While Obama's new media tactics in the 2008 presidential campaign were widely hailed, out of the $750 million his team spent during the campaign, only $27 million was devoted to online ads. Meanwhile, about $245 million was spent on television ads, according to the Center for Responsive Politics.
"Television will always have a role. What we've seen with new media is it rapidly going from almost nothing to now being a very significant and mandatory part of the plan," said Roger Alan Stone, CEO of Advocacy Data, a new media consulting firm in Washington. He added, though, that in 2008, "it was a very rare campaign that was spending more than 3 to 4 percent of their budget on new media."
Stone suggests that campaigns allot 30-35 percent of their ad budgets to new media. Gonzalez puts the figure a bit lower: "The 5 to 10 percent range probably makes sense for most folks as an overall guideline."
Republican Scott Brown, in his successful Senate bid in Massachusetts, dedicated 10 percent of his budget, $230,000 total, to online advertisements, notably Google's AdWords, resulting in more than 60 million ad views. He also maintained a high profile on social networking sites.
Democratic nominee Martha Coakley waged a less aggressive campaign over the Internet, did not use AdWords, and in the last three weeks of the race posted to her Facebook page and sent out news on Twitter only half as often as Brown, giving the Republican "a clear advantage in the actions and sizes of his social media communities," according to an Emerging Media Research Council report.
Brown's use of AdWords illustrates one of the biggest advantages of new media over traditional media: targetability. Whether Internet users typed "Martha Coakley" or "Scott Brown" into the Google search bar, Brown popped up as the top sponsored link.
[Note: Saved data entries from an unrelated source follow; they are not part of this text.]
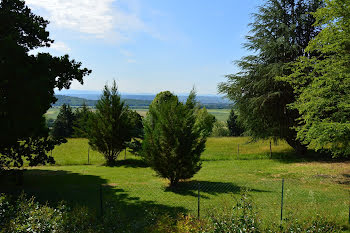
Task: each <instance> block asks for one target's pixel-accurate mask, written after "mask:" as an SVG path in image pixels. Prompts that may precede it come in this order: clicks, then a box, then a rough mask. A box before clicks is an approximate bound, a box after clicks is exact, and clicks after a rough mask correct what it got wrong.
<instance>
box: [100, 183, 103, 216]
mask: <svg viewBox="0 0 350 233" xmlns="http://www.w3.org/2000/svg"><path fill="white" fill-rule="evenodd" d="M102 198H103V197H102V184H100V211H101V217H102V216H103V201H102Z"/></svg>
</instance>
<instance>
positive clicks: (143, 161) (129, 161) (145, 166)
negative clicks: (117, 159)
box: [114, 159, 148, 168]
mask: <svg viewBox="0 0 350 233" xmlns="http://www.w3.org/2000/svg"><path fill="white" fill-rule="evenodd" d="M114 166H115V167H131V168H138V167H142V168H145V167H148V165H147V164H146V162H145V161H143V160H142V159H123V160H117V161H116V162H115V164H114Z"/></svg>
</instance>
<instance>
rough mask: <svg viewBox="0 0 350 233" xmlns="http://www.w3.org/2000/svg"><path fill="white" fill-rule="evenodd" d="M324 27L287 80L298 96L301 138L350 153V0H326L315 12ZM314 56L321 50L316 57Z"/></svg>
mask: <svg viewBox="0 0 350 233" xmlns="http://www.w3.org/2000/svg"><path fill="white" fill-rule="evenodd" d="M314 15H315V17H316V19H317V22H316V25H318V26H320V27H322V28H323V30H322V31H321V32H320V33H319V34H318V35H317V36H316V37H315V38H314V39H313V40H312V41H311V42H310V43H309V46H308V47H307V48H306V55H305V56H303V57H301V58H300V59H299V61H298V62H296V64H294V66H293V70H292V71H293V73H292V74H291V75H290V76H289V77H288V78H287V79H285V80H287V81H289V83H290V84H292V85H293V87H294V90H295V93H296V94H297V96H298V97H297V99H296V101H295V102H294V103H293V104H292V105H291V106H292V109H294V110H298V111H299V113H300V115H301V117H300V121H299V123H300V124H299V125H298V126H297V127H296V129H297V131H298V138H299V139H300V140H301V141H302V142H303V143H305V144H310V146H311V147H312V148H315V149H316V150H319V149H331V151H332V153H333V155H334V156H349V155H350V2H349V1H344V0H332V1H329V0H328V1H326V7H325V8H321V9H319V10H317V12H316V13H315V14H314ZM309 54H318V56H315V55H314V56H310V55H309Z"/></svg>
"The new thing we're able to do is actually targeting ads down to a specific voter," Stone said. "So if you have a list of the Democrats in the district, we can now run banner and Internet ads to them and just to them, or just to the infrequent voters or whatever. For the first time it gives you the targetability of phones, mail and e-mail, and that's just something you just can't do even with the most highly capable cable box."
The number of campaigns that employed new media strategies and finished victorious is growing, leading many candidates to incorporate new media in their campaigns this year -- even if only through a few channels.
"Our advice to conservatives is to think big about their new media efforts as it is the best way to have a direct conversation with voters without the filter of the mainstream media," Gingrich communications director Joe DeSantis told National Journal over e-mail. "As more and more people get their news online and traditional media shrinks, a large investment in new media will pay huge dividends."
But traditional media doesn't appear to be shrinking in the slightest, according to John McLaughlin, CEO of McLaughlin & Associates, a national survey research and strategic services company.
"When you're talking about a general election and you're trying to reach those voters who are undecided, the independents, the ones who flip -- they're not paying any attention to political media targeted through the new media, and it gets harder to find them," McLaughlin said. "You've got to communicate where their eyeballs are. To still capture the broader audiences, the masses, you still have to buy TV."
"It's not an 'either-or' in my mind," said Gonzalez. "It's an integration of messaging across channels -- radio, TV, print, digital. I don't foresee one overwhelming the other. It's all about the integration."
So what does this range of opinion imply for Gingrich's push for big-budgeted new media campaigns?
Gonzalez's advice: "If the candidate is in an expensive media market, like New York, and they are a smaller race, it's more efficient for them to work online. If they're in a smaller media market, where the voters are likely TV watchers -- and TV is relatively inexpensive -- it makes more sense in those markets to focus on TV and then complement selectively with online tactics."